Privatização da Cedae será decidida por prefeitos da Região Metropolitana em bloco

Selma Schmidt

RIO - Após a polêmica envolvendo a qualidade da água distribuída — turva, mal cheirosa e com gosto de barro —, uma batalha deve se travar no início de fevereiro, dessa vez envolvendo a privatização da Cedae. Prefeitos dos 22 municípios que compõem a Região Metropolitana do estado estão sendo convocados para uma reunião, a fim de debater e decidir sobre a modelagem elaborada pelo BNDES para a desestatização da companhia. Como prevê a legislação, a decisão deve ser conjunta dos municípios da região, tendo voto mesmo aqueles cujos serviços de água e esgoto estão concedidos, caso de Niterói e Petrópolis. A capital não quis se manifestar, mas fonte diz que o prefeito Marcello Crivella poderá até ir à Justiça se perder no voto.

— O prefeito quer, ele mesmo, licitar concessões, como já foi feito com o esgoto na Zona Oeste — diz a fonte da prefeitura.
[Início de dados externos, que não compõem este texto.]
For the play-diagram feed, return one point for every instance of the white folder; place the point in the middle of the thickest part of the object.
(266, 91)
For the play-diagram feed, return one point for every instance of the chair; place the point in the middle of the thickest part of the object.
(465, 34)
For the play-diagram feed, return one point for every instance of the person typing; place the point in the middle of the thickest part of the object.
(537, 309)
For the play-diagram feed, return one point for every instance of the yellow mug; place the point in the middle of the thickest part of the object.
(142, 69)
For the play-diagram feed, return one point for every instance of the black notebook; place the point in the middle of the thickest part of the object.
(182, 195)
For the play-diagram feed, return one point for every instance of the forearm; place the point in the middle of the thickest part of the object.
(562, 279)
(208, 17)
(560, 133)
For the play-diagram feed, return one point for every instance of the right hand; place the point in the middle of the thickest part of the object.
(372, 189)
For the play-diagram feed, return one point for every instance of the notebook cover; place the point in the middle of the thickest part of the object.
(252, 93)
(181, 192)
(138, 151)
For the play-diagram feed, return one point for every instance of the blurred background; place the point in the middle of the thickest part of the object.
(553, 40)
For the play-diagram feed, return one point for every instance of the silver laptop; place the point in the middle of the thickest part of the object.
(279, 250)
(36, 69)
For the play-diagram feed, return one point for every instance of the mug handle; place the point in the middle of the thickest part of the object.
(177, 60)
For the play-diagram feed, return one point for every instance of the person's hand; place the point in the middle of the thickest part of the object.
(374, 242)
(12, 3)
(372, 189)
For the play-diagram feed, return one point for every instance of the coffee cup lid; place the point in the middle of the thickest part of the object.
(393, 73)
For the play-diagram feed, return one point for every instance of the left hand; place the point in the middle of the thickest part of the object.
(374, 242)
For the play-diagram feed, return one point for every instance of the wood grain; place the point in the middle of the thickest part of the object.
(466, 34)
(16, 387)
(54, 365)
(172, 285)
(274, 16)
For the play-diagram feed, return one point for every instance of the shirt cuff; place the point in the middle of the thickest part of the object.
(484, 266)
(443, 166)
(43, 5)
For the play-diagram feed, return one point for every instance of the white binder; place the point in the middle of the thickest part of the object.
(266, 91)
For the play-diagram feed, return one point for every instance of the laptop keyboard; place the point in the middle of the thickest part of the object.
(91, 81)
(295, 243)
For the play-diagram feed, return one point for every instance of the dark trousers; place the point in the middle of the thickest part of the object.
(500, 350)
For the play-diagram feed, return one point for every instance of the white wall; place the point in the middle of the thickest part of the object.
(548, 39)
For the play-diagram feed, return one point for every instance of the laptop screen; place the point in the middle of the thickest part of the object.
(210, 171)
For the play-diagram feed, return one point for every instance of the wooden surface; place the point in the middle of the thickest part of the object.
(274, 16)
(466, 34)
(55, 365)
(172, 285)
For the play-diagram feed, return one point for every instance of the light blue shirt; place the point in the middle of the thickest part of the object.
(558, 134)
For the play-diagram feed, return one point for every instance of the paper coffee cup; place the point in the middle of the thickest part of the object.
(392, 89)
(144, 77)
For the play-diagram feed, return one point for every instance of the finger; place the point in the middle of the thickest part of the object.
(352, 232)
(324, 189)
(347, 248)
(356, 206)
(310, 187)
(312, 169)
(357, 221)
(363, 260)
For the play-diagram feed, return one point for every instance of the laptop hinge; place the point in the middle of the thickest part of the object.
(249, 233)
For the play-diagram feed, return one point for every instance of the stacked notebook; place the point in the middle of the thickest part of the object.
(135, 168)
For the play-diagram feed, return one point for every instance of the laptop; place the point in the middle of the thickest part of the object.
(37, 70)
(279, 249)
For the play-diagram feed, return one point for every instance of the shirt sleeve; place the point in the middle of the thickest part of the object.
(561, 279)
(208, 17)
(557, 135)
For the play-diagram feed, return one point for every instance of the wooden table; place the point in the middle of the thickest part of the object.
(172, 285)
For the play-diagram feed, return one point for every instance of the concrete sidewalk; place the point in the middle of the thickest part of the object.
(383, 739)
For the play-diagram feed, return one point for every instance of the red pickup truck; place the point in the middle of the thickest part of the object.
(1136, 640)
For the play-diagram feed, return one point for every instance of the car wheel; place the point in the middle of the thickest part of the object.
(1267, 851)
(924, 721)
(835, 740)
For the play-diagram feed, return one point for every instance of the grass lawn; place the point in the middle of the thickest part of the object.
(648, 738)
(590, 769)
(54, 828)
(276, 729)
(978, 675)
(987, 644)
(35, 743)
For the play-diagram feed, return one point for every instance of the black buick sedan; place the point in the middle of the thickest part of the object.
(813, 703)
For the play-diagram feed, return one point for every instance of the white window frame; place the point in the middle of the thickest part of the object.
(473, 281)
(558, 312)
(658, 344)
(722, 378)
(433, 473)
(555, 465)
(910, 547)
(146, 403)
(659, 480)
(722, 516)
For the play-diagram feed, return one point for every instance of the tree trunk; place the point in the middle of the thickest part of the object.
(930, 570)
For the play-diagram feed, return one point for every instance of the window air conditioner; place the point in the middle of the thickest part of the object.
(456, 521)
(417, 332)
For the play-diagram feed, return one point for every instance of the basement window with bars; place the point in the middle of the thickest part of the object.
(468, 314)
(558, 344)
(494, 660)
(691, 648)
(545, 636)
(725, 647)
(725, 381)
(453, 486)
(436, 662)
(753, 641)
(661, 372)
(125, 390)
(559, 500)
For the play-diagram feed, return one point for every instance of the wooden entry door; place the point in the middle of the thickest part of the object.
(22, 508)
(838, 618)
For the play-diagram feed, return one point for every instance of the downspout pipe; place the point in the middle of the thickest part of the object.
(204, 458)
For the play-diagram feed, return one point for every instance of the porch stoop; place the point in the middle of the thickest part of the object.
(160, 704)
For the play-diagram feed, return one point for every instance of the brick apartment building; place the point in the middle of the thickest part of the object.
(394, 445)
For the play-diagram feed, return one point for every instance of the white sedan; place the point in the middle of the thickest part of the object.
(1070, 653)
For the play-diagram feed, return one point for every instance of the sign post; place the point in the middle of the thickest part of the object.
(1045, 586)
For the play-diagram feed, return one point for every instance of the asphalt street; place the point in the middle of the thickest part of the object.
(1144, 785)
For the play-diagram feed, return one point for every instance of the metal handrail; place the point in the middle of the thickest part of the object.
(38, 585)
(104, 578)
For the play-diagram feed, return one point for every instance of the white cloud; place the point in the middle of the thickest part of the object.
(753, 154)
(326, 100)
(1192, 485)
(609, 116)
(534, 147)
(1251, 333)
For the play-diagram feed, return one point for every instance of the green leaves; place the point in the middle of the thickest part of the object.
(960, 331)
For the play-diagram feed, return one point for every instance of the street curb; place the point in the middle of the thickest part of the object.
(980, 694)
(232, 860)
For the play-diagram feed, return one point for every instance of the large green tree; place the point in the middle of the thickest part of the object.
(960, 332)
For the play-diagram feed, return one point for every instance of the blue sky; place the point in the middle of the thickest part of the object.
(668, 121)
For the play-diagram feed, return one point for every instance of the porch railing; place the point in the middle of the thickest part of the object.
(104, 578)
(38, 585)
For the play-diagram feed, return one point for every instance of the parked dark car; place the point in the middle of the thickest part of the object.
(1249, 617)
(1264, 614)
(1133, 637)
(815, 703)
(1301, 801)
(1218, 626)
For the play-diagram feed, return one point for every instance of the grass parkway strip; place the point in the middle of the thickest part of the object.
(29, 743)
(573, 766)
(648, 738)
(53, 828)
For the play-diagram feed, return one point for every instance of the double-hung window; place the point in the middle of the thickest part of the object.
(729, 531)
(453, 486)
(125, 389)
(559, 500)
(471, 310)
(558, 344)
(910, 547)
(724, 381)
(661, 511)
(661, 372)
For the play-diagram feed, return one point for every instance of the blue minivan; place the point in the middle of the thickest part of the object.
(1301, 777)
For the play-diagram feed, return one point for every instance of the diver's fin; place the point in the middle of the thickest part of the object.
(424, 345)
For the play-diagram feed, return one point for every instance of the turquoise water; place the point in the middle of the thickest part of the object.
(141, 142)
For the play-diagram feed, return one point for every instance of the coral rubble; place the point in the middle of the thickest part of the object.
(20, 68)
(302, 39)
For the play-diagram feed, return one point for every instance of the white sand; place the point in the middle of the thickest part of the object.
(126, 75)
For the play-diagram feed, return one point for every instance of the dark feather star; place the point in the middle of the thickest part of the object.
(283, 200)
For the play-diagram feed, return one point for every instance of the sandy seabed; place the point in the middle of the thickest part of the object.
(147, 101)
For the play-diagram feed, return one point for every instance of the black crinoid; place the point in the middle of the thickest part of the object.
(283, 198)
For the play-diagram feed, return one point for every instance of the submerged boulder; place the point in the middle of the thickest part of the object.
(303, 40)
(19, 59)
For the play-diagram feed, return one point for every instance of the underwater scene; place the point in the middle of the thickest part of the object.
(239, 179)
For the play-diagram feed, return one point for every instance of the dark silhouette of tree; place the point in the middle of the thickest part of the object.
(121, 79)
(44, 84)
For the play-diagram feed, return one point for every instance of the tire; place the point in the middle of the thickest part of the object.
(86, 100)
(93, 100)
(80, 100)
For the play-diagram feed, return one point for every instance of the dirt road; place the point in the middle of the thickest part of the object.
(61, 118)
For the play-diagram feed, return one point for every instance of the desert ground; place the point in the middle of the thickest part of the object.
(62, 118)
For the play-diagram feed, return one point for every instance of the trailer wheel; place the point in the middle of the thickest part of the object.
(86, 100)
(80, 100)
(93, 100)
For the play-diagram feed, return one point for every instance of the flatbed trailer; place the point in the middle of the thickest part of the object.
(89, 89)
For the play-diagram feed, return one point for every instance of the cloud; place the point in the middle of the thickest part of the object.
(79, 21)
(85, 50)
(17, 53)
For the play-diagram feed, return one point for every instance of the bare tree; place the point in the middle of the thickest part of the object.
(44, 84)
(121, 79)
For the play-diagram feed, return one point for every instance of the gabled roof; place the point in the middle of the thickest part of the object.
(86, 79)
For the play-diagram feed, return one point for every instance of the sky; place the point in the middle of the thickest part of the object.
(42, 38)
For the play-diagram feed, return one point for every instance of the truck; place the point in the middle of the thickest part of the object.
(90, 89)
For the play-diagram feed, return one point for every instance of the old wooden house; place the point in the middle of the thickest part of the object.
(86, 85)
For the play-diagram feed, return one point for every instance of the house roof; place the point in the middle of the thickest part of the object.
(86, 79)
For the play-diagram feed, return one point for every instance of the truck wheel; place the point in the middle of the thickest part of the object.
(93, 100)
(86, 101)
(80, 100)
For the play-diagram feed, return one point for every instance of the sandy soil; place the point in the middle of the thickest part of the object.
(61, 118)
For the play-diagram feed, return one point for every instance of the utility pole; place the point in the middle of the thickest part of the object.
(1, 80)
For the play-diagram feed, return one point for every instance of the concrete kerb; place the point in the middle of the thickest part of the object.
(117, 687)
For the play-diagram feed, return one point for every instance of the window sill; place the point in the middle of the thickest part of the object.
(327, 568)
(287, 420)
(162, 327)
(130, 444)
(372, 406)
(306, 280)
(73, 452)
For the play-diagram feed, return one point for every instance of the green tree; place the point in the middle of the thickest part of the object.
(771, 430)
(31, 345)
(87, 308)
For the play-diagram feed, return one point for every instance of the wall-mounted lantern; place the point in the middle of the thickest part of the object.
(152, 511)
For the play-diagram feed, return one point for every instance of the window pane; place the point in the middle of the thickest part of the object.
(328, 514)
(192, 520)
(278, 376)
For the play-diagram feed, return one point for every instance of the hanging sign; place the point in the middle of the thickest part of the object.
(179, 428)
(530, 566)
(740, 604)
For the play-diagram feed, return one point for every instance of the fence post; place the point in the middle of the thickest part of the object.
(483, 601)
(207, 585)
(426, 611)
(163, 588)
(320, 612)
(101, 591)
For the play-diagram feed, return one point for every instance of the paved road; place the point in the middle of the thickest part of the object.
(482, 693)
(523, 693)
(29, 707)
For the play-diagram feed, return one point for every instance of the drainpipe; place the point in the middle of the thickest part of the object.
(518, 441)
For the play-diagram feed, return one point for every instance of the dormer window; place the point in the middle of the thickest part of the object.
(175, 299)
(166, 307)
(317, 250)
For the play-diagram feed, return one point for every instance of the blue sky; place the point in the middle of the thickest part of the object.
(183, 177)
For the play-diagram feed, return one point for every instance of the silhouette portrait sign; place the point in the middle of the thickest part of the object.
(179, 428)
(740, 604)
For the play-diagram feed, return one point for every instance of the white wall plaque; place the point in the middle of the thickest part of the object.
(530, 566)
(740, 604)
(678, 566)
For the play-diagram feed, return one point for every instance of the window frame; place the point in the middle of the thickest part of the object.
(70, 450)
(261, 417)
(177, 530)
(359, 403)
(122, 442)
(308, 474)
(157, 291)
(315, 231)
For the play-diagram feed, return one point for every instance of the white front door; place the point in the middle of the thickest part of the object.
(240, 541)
Pela Lei 184, de dezembro de 2018, que estabelece as normas de gestão da Região Metropolitana, cada município tem um peso — varia conforme o número de moradores — nas reuniões do Conselho Administrativo. O voto do Rio, por exemplo, vale 15. E só não é menor que o do governo do estado: 25. Têm direito a votos ainda nas decisões (um cada) três representantes da sociedade civil: o presidente da Cedae, Hélio Cabral; a presidente da Comissão especial de Saneamento, Recursos Hídricos e Gás encanado da OAB-RJ, Dalle Anne Schimid do Amaral; e a vice-presidente do Movimento Combate à Impunidade, Yedda Christina Ching San Filizzola Assunção.